The proposed legislation would reportedly provide a path to citizenship for many of the estimated eleven million undocumented immigrants living and working here. But it would exclude undocumented people living here without authorization who arrived after December 2011 from applying for legal status, and then citizenship.

Republicans note that two-thirds of the 5.4 million legal Mexican immigrants to the U.S. who are eligible for citizenship have still not applied. Only 40 percent of the 2.7 million granted a green card under the 1986 amnesty bill had become naturalized citizens by 2009.

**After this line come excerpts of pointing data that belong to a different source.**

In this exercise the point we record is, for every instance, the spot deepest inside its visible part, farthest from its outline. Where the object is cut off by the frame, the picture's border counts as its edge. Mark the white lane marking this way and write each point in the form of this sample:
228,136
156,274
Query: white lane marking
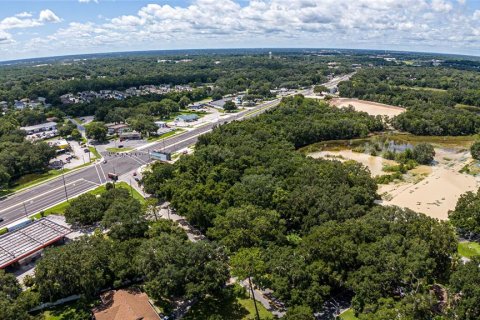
99,177
103,172
97,184
42,195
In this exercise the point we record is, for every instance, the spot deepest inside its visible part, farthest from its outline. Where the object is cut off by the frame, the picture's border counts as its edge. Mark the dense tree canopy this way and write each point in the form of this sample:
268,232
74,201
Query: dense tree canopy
19,156
307,228
466,216
439,101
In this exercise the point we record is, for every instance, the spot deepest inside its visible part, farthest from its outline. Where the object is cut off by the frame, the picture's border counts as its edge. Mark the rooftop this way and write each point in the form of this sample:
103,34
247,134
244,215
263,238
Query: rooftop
39,126
125,305
187,117
18,244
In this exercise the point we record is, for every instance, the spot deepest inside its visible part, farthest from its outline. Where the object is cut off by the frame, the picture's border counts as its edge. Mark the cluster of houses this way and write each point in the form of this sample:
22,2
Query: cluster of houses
41,131
88,96
25,103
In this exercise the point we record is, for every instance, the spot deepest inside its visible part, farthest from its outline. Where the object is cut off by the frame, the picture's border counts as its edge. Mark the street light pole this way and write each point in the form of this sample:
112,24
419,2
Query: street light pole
64,184
25,208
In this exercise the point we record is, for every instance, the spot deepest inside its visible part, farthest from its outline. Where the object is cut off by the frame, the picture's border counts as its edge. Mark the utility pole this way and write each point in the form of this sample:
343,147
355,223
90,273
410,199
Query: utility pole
64,184
253,297
131,188
25,208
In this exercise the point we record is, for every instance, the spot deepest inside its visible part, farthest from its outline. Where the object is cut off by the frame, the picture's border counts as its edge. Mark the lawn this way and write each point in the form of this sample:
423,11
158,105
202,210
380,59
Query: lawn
76,310
423,89
469,249
30,180
61,207
234,305
95,152
165,135
119,149
348,315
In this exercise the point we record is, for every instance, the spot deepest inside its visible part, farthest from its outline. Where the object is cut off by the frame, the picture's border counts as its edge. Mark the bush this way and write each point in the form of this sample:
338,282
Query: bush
475,150
423,153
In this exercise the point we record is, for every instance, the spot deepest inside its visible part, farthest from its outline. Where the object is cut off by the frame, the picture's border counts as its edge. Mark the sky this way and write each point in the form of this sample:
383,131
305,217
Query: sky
37,28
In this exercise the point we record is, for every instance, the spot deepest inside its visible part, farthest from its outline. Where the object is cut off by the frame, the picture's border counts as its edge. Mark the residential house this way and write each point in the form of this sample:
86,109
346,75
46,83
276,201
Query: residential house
186,118
47,126
125,305
130,135
116,128
19,105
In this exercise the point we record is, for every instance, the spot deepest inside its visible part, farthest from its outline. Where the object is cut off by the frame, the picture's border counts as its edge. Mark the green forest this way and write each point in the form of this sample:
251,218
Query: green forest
308,229
439,101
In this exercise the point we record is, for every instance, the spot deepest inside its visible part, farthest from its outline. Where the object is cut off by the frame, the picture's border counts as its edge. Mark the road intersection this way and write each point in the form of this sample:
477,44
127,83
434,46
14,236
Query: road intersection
35,199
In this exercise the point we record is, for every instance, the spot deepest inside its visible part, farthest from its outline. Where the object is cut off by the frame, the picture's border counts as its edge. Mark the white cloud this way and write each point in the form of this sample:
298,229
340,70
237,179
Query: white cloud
407,24
441,6
5,37
48,16
24,15
25,20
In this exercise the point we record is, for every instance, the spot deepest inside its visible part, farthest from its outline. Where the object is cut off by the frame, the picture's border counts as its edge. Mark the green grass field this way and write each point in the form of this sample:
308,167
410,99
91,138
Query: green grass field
61,207
95,152
69,311
30,180
116,150
469,249
235,305
348,315
165,135
423,89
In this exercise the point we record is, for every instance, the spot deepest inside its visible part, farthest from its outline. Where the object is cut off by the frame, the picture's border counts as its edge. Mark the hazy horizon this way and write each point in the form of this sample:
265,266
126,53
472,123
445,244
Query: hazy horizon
33,29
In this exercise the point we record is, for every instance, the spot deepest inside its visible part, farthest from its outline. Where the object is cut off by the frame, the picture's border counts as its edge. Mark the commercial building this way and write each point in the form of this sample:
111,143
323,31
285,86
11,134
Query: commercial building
186,118
47,126
132,135
161,124
130,304
116,128
21,243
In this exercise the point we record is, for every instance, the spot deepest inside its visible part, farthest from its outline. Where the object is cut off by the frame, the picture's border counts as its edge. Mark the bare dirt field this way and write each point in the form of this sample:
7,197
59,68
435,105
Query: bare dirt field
432,190
372,108
374,164
439,191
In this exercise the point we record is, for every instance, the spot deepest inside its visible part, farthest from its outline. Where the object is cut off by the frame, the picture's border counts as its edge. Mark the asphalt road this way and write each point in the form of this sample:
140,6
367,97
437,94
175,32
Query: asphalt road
52,192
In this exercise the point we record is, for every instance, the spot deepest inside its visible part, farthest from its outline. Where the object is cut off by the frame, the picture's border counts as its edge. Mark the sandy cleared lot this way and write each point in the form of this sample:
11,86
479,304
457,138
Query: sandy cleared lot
374,164
439,191
372,108
432,190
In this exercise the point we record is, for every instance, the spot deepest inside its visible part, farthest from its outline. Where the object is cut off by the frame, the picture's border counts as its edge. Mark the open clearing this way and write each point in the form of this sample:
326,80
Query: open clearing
469,249
372,108
439,191
433,190
374,164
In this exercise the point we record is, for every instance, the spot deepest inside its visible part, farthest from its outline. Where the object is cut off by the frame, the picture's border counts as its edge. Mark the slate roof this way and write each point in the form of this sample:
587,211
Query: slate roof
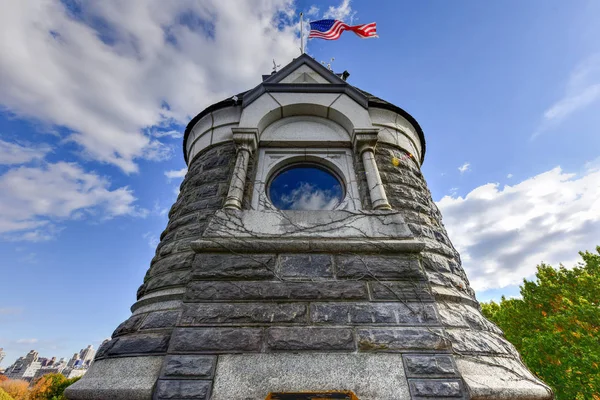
373,102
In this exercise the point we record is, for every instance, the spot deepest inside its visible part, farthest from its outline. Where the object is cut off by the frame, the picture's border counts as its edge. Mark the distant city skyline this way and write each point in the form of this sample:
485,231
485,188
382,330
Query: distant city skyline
93,110
31,366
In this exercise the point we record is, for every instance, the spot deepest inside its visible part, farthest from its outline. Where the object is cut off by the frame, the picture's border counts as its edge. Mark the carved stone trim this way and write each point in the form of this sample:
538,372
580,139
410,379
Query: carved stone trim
364,141
331,246
246,140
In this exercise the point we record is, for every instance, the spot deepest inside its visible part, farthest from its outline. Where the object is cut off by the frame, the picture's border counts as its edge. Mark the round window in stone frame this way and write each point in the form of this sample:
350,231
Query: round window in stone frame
338,161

'I've practiced immigration law for 15 years and I've dealt with thousands and thousands of people and not one of them said 'I need a pathway to citizenship,' Congressman Raul Labrador, who is negotiating an immigration bill in the House, told ABC.

But immigrants rights groups counter that undocumented immigrants want full citizenship, since most now have deep ties in in United States.

Eighty-five percent of undocumented immigrants polled this week said they know a family member who is a U.S. citizen. Sixty-two percent said they have a U.S.-born child, who are automatically granted citizenship. Almost eight in ten said they came to the U.S. for a better job for themselves or more opportunity for their family and children.

Sixty-eight percent said they have been living here for more than a decade, twenty percent said they have been here between five and ten years, and only eleven percent said they have been here for five years or less.

In the past undocumented immigrants may have had a weaker appetite for citizenship. But after years of botched immigration reform attempts and establishing deep roots in the U.S. immigrants rights groups say things might be different this time.